The basic unit that makes a neural network “recurrent” is called a recurrent layer. There are several types of recurrent layers, but we can describe a general recurrent layer by a function that satisfies the relationship, $$v_t, c_t = RNN(x_t, v_{t-1}, c_{t-1})$$
In simple terms, the output (also called the hidden state) $v$ and “cell state” $c$ at every time instant is a function of the current input, the previous output, and the previous cell state. We can illustrate this as
$v_{t-1}$ and $c_{t-1}$ themselves can be written in terms of the previous outputs. So, $$v_t, c_t = RNN(x_t, f(x_{t-1}, v_{t-2}, c_{t-2})) = RNN(x_t, f(x_{t-1}, f(x_{t-2}, v_{t-3}, c_{t-3}))) \dots $$
In RNN literature, this is called “unrolling” because we can represent this using the block diagram
which is an “unrolled” version of the previous figure. We can repeat this process endlessly, so is it turtles all the way down? Not really. In practice, we can assume that the input $x$ starts at t = 1, and initialize $v_0 = c_0 = 0$ for simplicity. This choice is arbitrary. You could use 0, 1, $\pi$, $e$, $e^\pi$, or anything else, depending on how creative you feel. Another common choice for the “initial state” $(v_0, c_0)$ is random noise, which adds a layer of stochasticity to the model.
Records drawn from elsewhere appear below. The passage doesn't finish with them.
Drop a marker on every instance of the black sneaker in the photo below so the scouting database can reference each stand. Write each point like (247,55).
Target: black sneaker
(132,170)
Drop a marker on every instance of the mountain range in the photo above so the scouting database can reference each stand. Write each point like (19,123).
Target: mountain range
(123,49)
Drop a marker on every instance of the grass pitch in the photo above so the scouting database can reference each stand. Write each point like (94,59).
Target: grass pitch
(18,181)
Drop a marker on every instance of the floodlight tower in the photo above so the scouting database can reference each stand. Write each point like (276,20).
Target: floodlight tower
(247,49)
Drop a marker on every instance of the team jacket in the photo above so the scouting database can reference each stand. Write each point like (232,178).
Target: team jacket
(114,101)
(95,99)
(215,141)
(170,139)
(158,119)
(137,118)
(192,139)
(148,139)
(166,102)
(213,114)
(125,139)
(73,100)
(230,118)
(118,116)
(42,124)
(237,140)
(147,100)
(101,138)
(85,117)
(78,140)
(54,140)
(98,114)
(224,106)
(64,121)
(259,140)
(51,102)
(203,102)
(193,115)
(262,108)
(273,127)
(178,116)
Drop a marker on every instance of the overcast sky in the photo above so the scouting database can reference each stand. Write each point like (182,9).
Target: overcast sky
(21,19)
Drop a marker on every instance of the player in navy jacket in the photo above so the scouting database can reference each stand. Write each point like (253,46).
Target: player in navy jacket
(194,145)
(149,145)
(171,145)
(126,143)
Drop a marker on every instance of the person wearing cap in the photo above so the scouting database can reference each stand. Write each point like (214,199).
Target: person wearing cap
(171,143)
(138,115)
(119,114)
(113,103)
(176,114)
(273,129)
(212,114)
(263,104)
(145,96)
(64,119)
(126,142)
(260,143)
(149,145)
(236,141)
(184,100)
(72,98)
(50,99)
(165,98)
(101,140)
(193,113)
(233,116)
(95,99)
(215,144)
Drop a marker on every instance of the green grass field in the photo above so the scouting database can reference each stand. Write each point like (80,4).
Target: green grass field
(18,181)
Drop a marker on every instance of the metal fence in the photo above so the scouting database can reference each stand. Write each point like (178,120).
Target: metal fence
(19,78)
There is some interesting evidence that shows that learning the initial state like a parameter can lead to an improvement in performance. This can be taken a step further by predicting the hidden state as a function of the input. Such models are called “Contextual” RNNs [8]
Those with a background in Digital Signal Processing (DSP) might find the above expression for a general recurrent layer familiar. The time-domain description of an Infinite Impulse Response (IIR) filter $$y[t] = \sum_{k=0}^{p} b_k x[n-k] - \sum_{k=1}^{q} a_k y[n-k] $$ resembles the description of a kind of “linear” recurrent layer, when $p = q = 1$. In time series analysis, this is called the Auto-Regressive Moving Average (ARMA) model, where the $\sum a_k y[n-k]$ is the AR part, and $\sum b_k x[n-k]$ is the MA part. In practice, however, recurrent layers are often non-linear in nature, to build more complex time-series models.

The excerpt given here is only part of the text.